Изображено чудо. В этом нет сомнения. Чудо явилось пристально на нас смотрящему земному современнику Белланжа: он узрел всё, как было. Большой художник Белланж всё как было сумел показать и написал портрет столь живо, что позировавший ему давно отдавший Богу душу стал современен и нам. Или мы стали современными ему, возможно и так. Вся композиция столь непривычна, столь отличается от всех известных католических Оплакиваний, что сразу же встаёт вопрос о её особом предназначении. Возможна даже связь с неортодоксальными взглядами и идеями, с неким спиритуализмом, близким к нестандартным видениям Терезы Авильской, видевшей то, что, по мнению ватиканского официоза, видеть не стоило.
Загадочность вызывает зуд у белланжеведов. Для её объяснения был предложен следующий вариант: в явно портретном изображении нашли сходство с герцогом Карлом III Лотарингским, истовым католиком и врагом Генриха IV Наваррского, а в приобнявшем его медиаторе – со святым Карло Борромео, коего записали в покровители герцога на основании большого носа и того, что они тёзки. Версия, держащаяся на шатком основании величины носа, даже вошла в научную литературу. На самом деле она нелепа. Кардинальское одеяние не на святом, а на донаторе, поэтому он, хотя и отдалённо похож на лотарингского герцога, им никак не может быть.
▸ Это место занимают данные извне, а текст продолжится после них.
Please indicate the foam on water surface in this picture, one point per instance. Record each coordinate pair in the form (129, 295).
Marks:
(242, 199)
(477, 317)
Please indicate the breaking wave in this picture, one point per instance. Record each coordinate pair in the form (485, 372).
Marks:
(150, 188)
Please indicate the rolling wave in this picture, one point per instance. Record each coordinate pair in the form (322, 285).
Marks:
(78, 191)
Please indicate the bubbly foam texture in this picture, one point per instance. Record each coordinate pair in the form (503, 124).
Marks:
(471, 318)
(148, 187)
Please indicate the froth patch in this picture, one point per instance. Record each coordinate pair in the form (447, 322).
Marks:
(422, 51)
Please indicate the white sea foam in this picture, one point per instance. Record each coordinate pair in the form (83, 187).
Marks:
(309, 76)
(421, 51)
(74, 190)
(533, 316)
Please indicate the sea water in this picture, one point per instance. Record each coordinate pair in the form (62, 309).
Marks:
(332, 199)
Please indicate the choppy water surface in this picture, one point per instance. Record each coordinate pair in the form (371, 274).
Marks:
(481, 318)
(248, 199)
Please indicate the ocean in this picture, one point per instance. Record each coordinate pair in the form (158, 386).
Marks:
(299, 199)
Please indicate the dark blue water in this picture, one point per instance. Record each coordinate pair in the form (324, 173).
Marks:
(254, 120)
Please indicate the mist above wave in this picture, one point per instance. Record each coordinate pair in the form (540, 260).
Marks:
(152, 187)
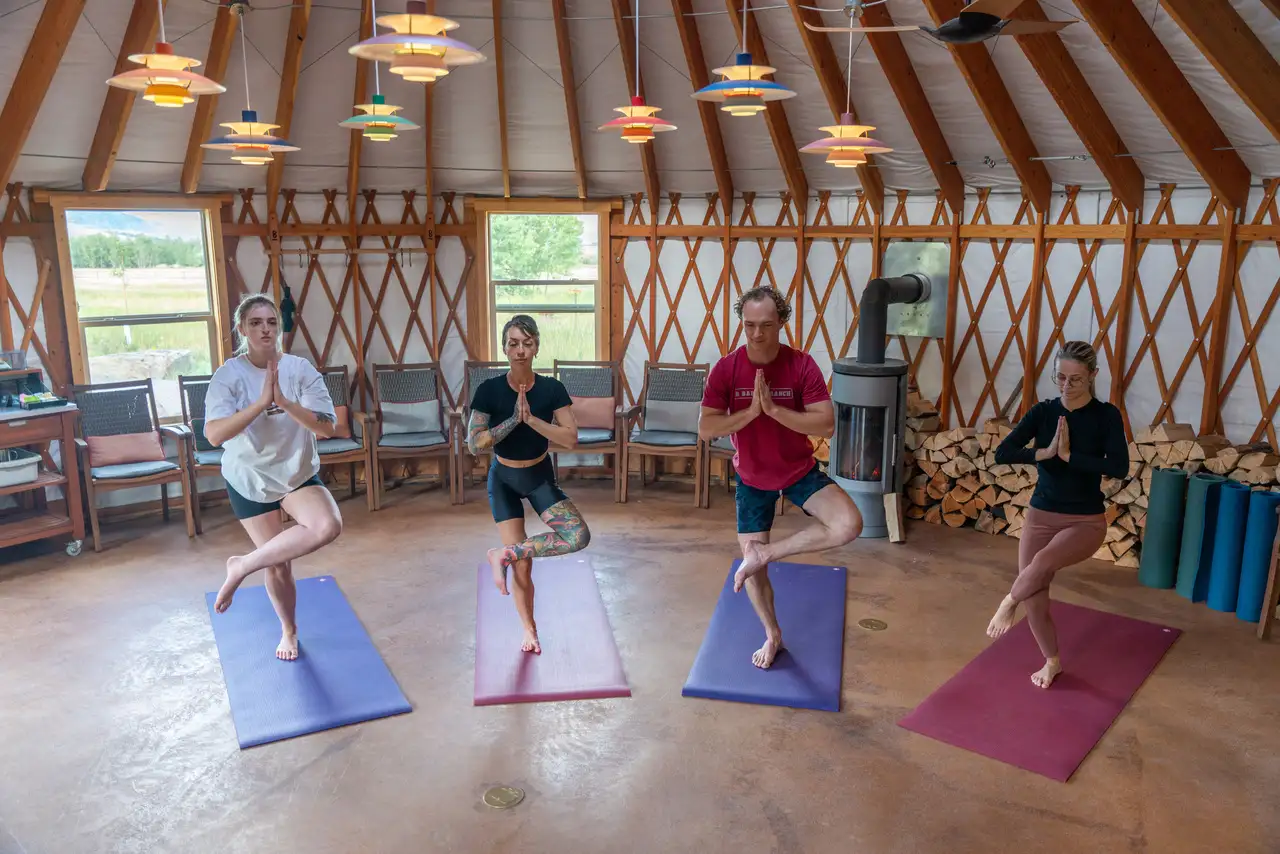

Да и Карл III умер в 1608 году, а картина датируется первой половиной 1610-х годов, то есть примерно тем же временем, что и обе картины Борджанни. Покровитель изображённого донатора-кардинала на Карло Борромео нисколько не похож, архиерейская мантия с самоцветами слишком роскошна для миланского аскета, да и вообще Карло был канонизирован лишь в 1610 году, так что чьим-нибудь покровителем, да ещё к тому же в Лотарингии, он просто не успел стать – покровители обеспечивались именем, данным при крещении, а изображённый кардинал был явно крещён до 1610 года. Всё враки, как про пришедших в ужас от борроминиевской Сант'Аньезе берниниевских статуй Нила с Рио-де-ла Плата в Фонтана деи Кватро Фиуме, но, как во всякой лжи, в них есть своя правда.
За причудливой композицией Белланжа вырисовывается опасная и прельстительная культура лотарингского двора, процветавшая при герцоге Карле III и впоследствии уничтоженная безжалостной историей. Бесконечные бедствия, преследовавшие эту французскую провинцию, ставшую ареной сражения католиков и протестантов, французов и немцев, Гизов и их противников, наложили свой отпечаток на роскошь придворной жизни, превратив лотарингский двор в большую декорацию очередного пира во время чумы. Чернота картины Белланжа, случайно уцелевшей после всех лотарингских погромов, очень точно передаёт ощущение черноты, наползающей со всех сторон. Стиль Белланжа – казус барокко. Он, практически не выезжавший за пределы Лотарингии, в своей графике был блестящим, но запоздалым маньеристом, запечатлевшим очередную постановку «Пира во время чумы», срежиссированную лотарингским декадансом. Чума, в XVII веке навалившаяся на Лотарингию вместе с войнами, была столь же страшна, как и в Северной Италии. Белланж в своих рисунках и гравюрах донёс до нас дух её ожидания. В Лотарингии Красная смерть из рассказа Эдгара По уничтожила не только участников, но и сами декорации.
Первым, кто ощутил чёрный как упоенье бездной мрачной и внёс его в барокко, был Караваджо. Он, как никто другой, показал, что «всё, всё, что гибелью грозит, для сердца смертного таит неизъяснимы наслажденья – бессмертья, может быть, залог! И счастлив тот, кто средь волненья их обретать и ведать мог». С него начинают так называемый тенебризм, характерный для всего сеиченто. К тенебризму относят картины, построенные на контрасте света и тьмы: любая подобная композиция XVII века тут же автоматом провозглашается «караваджизмом». В русском языке тенебризм неправильно толкуют, возводя его к итальянскому слову «тень» и определяя как передачу игры света и тени. Но tenebre не тень, тень – ombra; tenebre же «тьма», причём как тьма физическая, так и метафизическая. У Караваджо нет теней ни в одной картине. Тенебризм не импрессионистическая световая игра бликов, а важнейшая часть самоощущения человека в эпоху барокко. В тенебризме весь мистицизм Хуана Гарсиа Хихона и Терезы Авильской: земное есть тьма, божественное – свет. В картинах сеиченто обычно тьма охватывает чувственный мир, свет же излучает мир внутренний, как в «Обращении Савла» Караваджо из Капелла Черази. Тенебризм – гениальная суггестия Караваджо, в дальнейшем, в произведениях его последователей, превратившаяся в чисто живописный приём, в ночную сцену.